DeepSeek R1 Local Ai Server LLM Testing on Ollama

The video reviews the DeepSeek R1 local AI server model, highlighting its impressive 128k context window and performance in reasoning tasks, while also noting its shortcomings in handling simpler tasks and coding challenges. The host emphasizes the need for ongoing improvements and invites viewer feedback on their experiences with the model.

In the video, the host discusses the DeepSeek R1, a newly released local AI server model that has garnered attention for its impressive capabilities, particularly in reasoning tasks. The model, which boasts a context window of 128k, is said to outperform other models like Claude when run locally. The host encourages viewers to subscribe to the channel and highlights the various machines and GPUs tested in previous videos, emphasizing the importance of having an always-on AI server for maximizing value.

The host provides insights into the setup process for running the DeepSeek R1 model, mentioning the use of Proxmox, LXC, and Docker. They also discuss the power requirements of the rig, noting an unexpected spike in power consumption that may necessitate adding a second power supply. The video aims to evaluate the model’s performance by running a series of reasoning tests and measuring tokens per second, while also addressing the importance of context window size for effective reasoning.

As the testing begins, the host poses a variety of questions to the model, including coding challenges and ethical dilemmas. While some responses are satisfactory, others reveal shortcomings, such as the model’s failure to accurately rewrite code or reference external assets. The host expresses disappointment in the model’s performance on simpler tasks, suggesting that it may not yet be ready to replace other leading models like Llama 3.3 or QWQ.

Throughout the video, the host emphasizes the need for precision in the model’s responses, particularly when dealing with straightforward questions. They note that the model struggles with basic tasks, such as counting letters in a word or providing accurate mathematical calculations. This inconsistency raises concerns about the model’s reliability for practical applications, especially in conversational or home assistant scenarios.

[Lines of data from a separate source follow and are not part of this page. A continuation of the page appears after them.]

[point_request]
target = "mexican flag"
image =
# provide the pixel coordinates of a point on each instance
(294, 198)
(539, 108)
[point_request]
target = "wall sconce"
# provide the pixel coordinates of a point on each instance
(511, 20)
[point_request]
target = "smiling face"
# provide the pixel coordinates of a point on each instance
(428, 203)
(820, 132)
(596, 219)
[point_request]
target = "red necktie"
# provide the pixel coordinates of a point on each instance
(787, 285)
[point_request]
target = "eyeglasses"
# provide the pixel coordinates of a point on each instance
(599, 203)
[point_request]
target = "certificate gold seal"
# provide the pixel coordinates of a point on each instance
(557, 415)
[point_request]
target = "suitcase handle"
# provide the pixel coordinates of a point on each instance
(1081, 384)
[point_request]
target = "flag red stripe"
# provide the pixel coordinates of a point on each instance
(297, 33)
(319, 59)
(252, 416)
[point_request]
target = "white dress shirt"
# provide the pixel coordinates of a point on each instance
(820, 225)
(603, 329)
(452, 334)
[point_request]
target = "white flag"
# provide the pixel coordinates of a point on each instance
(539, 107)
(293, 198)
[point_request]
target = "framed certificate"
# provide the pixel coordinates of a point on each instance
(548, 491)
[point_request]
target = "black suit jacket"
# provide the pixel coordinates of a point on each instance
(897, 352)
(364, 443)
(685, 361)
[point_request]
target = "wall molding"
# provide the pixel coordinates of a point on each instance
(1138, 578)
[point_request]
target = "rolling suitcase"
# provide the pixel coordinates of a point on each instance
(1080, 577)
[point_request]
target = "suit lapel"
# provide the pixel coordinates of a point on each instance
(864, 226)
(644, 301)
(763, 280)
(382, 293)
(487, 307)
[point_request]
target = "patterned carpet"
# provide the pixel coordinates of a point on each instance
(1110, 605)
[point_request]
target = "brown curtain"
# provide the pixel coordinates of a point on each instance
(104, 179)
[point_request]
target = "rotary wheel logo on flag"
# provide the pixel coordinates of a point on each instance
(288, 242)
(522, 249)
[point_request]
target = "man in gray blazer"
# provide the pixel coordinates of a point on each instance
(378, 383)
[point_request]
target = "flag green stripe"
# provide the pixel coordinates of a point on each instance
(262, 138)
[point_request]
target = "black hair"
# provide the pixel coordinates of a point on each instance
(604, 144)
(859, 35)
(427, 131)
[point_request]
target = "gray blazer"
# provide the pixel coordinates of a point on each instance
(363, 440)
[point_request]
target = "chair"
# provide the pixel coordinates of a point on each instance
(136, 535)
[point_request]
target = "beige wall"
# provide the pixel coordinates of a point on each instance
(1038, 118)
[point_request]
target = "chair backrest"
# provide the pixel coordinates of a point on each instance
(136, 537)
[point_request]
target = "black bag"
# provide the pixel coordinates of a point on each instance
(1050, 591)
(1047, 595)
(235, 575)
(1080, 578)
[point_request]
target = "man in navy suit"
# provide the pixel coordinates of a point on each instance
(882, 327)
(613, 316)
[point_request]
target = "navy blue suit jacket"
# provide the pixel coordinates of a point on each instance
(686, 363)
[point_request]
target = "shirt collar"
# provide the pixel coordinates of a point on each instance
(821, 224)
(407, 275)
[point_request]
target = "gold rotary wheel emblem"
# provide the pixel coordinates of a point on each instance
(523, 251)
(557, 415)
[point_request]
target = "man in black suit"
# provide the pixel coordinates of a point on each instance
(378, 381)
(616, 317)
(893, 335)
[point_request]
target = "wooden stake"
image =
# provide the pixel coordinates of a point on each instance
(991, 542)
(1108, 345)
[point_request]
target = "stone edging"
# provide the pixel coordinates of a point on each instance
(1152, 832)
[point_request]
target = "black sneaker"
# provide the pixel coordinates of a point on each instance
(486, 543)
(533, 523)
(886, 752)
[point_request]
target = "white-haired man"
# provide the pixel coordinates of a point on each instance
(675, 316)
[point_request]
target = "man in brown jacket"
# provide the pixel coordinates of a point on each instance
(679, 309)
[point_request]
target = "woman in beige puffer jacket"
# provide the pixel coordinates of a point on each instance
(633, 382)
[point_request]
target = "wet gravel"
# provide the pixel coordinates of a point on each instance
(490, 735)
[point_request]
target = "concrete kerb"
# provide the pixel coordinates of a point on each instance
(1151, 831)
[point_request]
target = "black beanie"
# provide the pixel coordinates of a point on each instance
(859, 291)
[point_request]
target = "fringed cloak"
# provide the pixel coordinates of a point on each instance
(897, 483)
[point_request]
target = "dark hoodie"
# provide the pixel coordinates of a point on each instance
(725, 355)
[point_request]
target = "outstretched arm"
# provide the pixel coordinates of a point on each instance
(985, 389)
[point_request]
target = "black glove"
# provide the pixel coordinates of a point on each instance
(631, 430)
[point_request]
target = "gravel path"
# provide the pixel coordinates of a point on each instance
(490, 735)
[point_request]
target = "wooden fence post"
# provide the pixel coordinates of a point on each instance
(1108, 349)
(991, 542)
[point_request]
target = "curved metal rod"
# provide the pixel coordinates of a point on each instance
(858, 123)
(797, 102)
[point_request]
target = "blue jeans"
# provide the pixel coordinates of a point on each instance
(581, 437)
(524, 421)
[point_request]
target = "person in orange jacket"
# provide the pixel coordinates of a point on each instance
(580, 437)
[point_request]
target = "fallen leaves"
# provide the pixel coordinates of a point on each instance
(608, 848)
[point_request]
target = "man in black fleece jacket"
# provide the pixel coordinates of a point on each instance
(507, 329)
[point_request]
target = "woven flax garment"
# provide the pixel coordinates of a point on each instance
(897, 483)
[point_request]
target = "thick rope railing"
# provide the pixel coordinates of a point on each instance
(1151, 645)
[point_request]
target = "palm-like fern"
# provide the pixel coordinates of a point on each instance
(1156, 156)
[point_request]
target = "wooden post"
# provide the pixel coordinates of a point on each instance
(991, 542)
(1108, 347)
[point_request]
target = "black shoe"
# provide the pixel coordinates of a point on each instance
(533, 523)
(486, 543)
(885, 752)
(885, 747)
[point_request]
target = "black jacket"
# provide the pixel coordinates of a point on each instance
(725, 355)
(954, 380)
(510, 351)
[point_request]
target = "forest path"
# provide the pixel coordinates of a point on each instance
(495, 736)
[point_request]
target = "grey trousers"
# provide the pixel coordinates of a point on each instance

In conclusion, the host reflects on the overall performance of the DeepSeek R1 model, describing it as “good but not great.” They highlight the importance of ongoing testing and updates to improve the model’s capabilities. The video serves as a candid exploration of the model’s strengths and weaknesses, encouraging viewers to share their thoughts and experiences in the comments. The host remains committed to providing unfiltered insights into AI developments, aiming to cut through the hype surrounding new technologies.